Reference clock impact on GNSS clock outliers

Abstract

Abstract With the advent of the Global Navigation Satellite System (GNSS), the need for precise and highly accurate orbit and clock products becomes crucial in processing GNSS data. Clocks in GNSS observations form the basis of positioning. Their high quality and stability enable high accuracy and the reliability of the obtained results. The clock modelling algorithms are continuously improved; thus, the accuracy of the clock products is evolving. At present, 8 Analysis Centers (ACs) contribute to the International GNSS Service final clock products.
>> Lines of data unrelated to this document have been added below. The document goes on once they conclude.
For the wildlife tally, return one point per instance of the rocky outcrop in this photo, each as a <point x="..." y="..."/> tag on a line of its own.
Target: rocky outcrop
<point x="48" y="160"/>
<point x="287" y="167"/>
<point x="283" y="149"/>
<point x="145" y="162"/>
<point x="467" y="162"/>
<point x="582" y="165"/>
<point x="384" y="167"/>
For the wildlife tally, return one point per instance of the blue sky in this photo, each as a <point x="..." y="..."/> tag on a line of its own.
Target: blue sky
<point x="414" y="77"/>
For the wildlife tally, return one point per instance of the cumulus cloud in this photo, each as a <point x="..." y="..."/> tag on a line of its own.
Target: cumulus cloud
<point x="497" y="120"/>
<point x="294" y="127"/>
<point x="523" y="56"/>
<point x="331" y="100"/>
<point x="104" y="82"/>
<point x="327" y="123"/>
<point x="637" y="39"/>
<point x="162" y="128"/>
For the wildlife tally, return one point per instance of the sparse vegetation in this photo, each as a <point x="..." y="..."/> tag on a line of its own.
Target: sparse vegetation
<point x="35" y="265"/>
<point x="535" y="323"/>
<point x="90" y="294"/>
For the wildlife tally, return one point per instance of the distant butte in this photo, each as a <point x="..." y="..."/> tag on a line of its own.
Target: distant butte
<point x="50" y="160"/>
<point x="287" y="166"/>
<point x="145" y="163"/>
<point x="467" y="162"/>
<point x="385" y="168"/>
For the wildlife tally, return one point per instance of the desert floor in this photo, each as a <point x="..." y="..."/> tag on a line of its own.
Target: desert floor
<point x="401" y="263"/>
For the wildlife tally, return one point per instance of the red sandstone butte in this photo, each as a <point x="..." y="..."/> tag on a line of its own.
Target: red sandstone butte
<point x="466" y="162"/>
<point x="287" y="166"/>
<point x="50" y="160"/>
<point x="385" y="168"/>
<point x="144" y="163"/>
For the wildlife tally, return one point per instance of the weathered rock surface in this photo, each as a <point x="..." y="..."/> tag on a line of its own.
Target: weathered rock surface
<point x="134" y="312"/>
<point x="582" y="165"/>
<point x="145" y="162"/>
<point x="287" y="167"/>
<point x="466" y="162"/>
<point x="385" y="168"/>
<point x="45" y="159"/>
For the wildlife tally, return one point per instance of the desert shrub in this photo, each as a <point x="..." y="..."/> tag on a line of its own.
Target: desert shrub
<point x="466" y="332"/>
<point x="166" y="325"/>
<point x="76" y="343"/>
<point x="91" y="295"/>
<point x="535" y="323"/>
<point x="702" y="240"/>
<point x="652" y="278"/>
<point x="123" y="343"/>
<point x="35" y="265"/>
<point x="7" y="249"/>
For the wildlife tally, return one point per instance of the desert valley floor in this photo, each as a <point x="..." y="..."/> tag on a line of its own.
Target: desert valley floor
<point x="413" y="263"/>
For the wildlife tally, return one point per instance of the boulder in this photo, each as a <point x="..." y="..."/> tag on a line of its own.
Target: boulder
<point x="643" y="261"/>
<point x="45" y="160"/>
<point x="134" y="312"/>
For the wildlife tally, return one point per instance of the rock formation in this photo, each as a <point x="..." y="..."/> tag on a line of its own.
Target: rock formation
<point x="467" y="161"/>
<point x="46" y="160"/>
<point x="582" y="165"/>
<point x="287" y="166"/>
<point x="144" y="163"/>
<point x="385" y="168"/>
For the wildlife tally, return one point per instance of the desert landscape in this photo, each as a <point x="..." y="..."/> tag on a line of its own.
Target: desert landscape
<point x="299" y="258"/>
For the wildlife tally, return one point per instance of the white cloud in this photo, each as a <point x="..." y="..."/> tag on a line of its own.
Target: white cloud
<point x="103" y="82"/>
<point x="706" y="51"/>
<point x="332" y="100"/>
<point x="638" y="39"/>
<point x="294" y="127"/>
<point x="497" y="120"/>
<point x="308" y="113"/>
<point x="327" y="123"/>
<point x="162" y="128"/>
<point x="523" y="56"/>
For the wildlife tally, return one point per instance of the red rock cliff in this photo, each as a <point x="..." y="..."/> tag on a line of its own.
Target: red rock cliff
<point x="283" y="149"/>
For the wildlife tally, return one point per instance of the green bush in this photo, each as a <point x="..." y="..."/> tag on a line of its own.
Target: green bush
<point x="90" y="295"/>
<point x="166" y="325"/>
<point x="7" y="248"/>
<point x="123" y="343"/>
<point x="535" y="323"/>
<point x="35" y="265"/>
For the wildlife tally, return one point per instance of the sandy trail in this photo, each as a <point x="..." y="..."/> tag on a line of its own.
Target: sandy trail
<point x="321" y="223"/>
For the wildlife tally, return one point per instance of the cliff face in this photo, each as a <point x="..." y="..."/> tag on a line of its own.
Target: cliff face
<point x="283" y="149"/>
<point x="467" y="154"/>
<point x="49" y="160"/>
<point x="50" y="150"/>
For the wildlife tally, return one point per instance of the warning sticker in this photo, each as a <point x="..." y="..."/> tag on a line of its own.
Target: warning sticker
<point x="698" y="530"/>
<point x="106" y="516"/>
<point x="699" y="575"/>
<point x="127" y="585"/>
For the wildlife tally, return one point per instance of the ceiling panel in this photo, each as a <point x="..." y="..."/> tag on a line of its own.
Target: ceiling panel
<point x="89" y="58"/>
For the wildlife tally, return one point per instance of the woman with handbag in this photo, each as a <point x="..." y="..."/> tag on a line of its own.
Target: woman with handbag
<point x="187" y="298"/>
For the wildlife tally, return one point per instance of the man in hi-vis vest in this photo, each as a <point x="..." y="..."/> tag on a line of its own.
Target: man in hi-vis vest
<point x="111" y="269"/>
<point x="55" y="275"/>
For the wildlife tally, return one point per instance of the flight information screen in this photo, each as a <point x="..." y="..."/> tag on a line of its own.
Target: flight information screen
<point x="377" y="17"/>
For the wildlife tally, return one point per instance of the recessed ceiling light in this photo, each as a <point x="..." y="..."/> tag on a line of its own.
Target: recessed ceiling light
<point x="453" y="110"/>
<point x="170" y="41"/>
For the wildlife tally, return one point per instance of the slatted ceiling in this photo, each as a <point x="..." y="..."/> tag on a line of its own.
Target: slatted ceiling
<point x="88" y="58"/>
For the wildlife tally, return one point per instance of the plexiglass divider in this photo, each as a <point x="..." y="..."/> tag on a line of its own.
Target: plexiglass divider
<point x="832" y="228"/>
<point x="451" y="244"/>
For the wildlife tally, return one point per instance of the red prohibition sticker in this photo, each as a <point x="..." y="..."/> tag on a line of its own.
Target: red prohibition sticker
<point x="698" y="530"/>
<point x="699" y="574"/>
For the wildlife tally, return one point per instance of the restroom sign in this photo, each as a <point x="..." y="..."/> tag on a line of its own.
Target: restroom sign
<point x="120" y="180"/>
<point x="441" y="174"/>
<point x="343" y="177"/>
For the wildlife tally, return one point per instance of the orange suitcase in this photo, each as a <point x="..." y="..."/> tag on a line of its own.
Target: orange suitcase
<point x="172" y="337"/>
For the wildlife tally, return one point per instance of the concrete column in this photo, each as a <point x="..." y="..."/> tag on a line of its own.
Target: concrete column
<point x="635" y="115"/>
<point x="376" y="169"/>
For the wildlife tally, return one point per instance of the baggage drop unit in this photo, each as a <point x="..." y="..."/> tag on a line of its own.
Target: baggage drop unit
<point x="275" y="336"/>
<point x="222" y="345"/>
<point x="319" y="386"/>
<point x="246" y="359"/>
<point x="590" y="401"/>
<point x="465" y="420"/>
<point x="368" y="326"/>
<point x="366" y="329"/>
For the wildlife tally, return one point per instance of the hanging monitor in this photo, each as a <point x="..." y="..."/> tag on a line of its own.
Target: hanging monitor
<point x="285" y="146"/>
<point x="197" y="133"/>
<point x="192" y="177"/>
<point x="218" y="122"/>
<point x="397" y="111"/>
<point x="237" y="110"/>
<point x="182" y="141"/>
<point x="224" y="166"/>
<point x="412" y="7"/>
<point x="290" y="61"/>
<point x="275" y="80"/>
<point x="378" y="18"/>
These products are based on GNSS observations on a network of reference stations, where for a given day one of the reference station clocks is the reference clock. In this paper, the authors determined the impact of the reference clock on the quality of clock product, especially outliers, for the first time. For this purpose, the multi-GNSS final clock products provided by the Center for Orbit Determination in Europe (CODE) for the period 2014–2021 (1773–2190 GPS week, 2921 days) were analysed. Analysis shows that by applying the Median Absolute Deviation (MAD) algorithm for outlier detection, the Passive Hydrogen Maser (PHM) clock installed on board the GALILEO satellites have the lowest level of noise, whereas the Block IIR GPS satellite launched in 1999 appears to have the highest levels of noise. Furthermore, the GNSS station OHIE3, when used as a reference clock, generates an increase in the level of noise, especially noticeable on the G09 and E03 satellites.